Il faut un plan précis. Quand Jean-Louis Debré, président de l'Assemblée, visiblement agacé par le chef du gouvernement, multiplie les interventions publiques pour dire qu'il faut écouter la gauche, tourner le dos au libéralisme économique, introduire plus de préoccupations sociales dans les réformes, il enfoncerait des portes ouvertes si la critique ne venait de lui et ne traduisait les convictions d'un camp, les gaullistes, par opposition aux centristes et aux néolibéraux.
Qu'en outre M. Debré ait des ambitions personnelles, cela ne fait aucun doute ; que le président de la République le laisse parler pour voir l'effet de ce qu'il dit n'en fait pas non plus.
Mais ce drôle de débat entre personnes censées appartenir au même bord et sur le mode des discours à la cantonade ne donne nullement le sentiment que l'exécutif de ce pays sait exactement où il va. Qu'il ait été sonné par le résultat des élections régionales, certes. Mais qu'il ne réagisse pas à cette défaite par un plan soigneusement élaboré ne fait qu'accroître la confusion.

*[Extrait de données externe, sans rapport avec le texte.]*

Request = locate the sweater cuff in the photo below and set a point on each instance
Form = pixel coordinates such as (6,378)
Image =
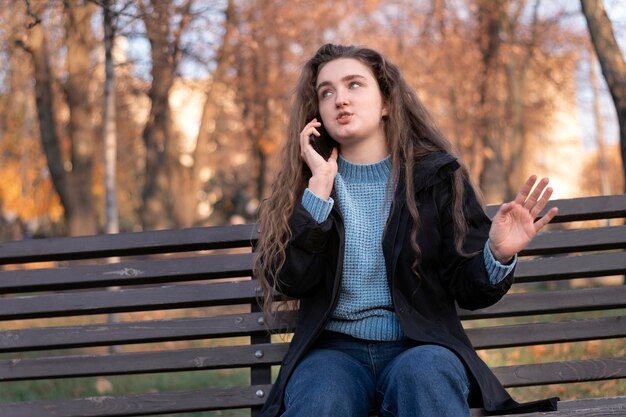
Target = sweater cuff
(497,271)
(318,209)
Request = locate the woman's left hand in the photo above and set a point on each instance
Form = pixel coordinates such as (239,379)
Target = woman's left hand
(514,225)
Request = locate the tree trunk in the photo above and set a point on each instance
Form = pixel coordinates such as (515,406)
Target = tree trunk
(487,148)
(72,179)
(186,211)
(612,63)
(161,162)
(109,122)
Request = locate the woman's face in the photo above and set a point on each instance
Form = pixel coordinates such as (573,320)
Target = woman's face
(350,104)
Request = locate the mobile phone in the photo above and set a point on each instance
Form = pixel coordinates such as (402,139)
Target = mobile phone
(323,144)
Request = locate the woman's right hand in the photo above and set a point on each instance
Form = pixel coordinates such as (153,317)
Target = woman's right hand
(323,172)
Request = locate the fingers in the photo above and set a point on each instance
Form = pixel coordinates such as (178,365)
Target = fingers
(305,135)
(539,224)
(536,200)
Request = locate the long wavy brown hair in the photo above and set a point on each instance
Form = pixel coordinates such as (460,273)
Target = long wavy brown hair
(410,132)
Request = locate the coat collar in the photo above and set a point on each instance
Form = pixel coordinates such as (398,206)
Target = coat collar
(429,170)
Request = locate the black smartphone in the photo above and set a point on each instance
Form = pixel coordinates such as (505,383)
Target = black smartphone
(323,144)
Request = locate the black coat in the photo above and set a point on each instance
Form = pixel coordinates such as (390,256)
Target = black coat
(426,305)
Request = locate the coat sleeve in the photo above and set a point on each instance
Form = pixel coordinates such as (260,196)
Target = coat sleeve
(306,260)
(465,274)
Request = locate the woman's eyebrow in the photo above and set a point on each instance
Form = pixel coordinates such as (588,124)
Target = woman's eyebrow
(344,79)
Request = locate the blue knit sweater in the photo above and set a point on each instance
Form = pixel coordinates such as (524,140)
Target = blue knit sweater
(364,309)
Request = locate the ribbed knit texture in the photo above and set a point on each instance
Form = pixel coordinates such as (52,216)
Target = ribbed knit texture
(364,309)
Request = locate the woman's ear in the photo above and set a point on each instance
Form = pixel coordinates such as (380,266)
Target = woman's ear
(385,111)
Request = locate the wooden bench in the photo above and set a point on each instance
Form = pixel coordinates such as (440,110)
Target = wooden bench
(185,305)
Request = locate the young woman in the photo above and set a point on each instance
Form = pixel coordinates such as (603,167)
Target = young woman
(378,243)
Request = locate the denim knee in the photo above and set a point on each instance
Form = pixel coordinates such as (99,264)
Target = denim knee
(333,381)
(424,381)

SI LES PREMIERS MINISTRES SONT INTERCHANGEABLES, A QUOI CHIRAC CROIT-IL ?
A travers Raffarin.
Si M. Raffarin est Premier ministre, il faut qu'il puisse se conduire comme tel et qu'on cesse de voir à travers lui son successeur. Tandis que s'estompe (inexorablement ?) l'ombre d'Alain Juppé, on émet des hypothèses sur Dominique de Villepin, Nicolas Sarkozy et maintenant Jean-Louis Debré. Il est vrai que M. Debré a tout fait, du haut du perchoir, pour séduire la gauche. Il est vrai que le président de l'Assemblée nationale est celui qui, aujourd'hui, représente le mieux les idées de De Gaulle (l'économie de marché mise au service des travailleurs) ; il est vrai qu'en bon Jacobin il n'a que faire de la décentralisation chère à M. Raffarin, qui s'y accroche d'autant plus maladroitement qu'elle se transforme en nouvelle pomme de discorde avec la gauche.

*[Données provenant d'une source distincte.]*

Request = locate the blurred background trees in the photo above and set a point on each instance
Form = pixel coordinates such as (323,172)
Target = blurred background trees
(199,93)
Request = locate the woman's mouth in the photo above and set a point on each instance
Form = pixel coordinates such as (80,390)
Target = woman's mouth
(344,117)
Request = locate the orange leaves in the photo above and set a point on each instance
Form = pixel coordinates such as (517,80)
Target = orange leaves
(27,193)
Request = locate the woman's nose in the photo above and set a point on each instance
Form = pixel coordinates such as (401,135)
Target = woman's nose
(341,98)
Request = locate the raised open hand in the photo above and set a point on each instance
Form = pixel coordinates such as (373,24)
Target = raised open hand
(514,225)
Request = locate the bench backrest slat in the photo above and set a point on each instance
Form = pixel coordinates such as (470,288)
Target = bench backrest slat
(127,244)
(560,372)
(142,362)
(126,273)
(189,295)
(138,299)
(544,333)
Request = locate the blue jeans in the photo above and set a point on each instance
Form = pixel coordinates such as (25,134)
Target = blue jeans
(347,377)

Mais, enfin, on aimerait savoir : dans tout ça, à quoi M. Chirac croit-il ? Est-il le héraut du gaullisme social ? Est-il libéral ? Croit-il à la décentralisation ? Croit-il à l'utilité des déficits ou à la vertu des équilibres fondamentaux ?
Le chef de l'Etat doit avoir pour Premier ministre un homme qui appliquera les idées présidentielles, et non un homme assez populaire pour franchir les caps électoraux. En tout cas, la première proposition est plus importante que la seconde, et le fait qu'on puisse penser successivement, dans le landerneau politique, à M. Sarkozy, M. de Villepin, M. Debré, laisse imaginer le pire : à savoir que M. Chirac n'aurait aucune conviction personnelle et qu'il veut seulement un Premier ministre qui règle ses problèmes politiques.
Le grand désordre.
Aussi quand M. Debré dit : il faut écouter la gauche, on a le sentiment que cette droite-là est prête à appliquer un programme diamétralement opposé au précédent, pourvu qu'elle obtienne un regain de popularité.
C'est absurde : si vous voulez une politique de gauche, prenez la vraie, pas l'ersatz ; et si vous voulez ne pas perdre de temps, faites ce que vous dites et dites ce que vous faites. On comprend que M. Raffarin soit affaibli et M. Chirac perplexe. On ne comprend pas le désordre qui règne dans la majorité. Pendant que M. Sarkozy reçoit l'ordre de réduire les déficits publics, le ministre de la Culture, Renaud Donnedieu de Vabres, reçoit celui de passer un compromis avec les intermittents du spectacle. On en est au point où l'insolvabilité de l'Unedic apparaît comme un danger moins grand qu'une révolte des intermittents ou des « recalculés ». A la confusion des idées s'ajoute celle des actes : la générosité est sociale, l'avarice européenne, et on tente d'être généreux et avare à la fois.
Le gouvernement précédent de M. Raffarin avait les idées plus claires et une logique dans l'action. Tout à coup, le pouvoir ne supporte plus l'impopularité. Le voilà qui part dans tous les sens et semble invoquer des démiurges pour le sauver de l'échec. Il valait mieux s'en tenir aux réformes, quitte à en arrondir les angles.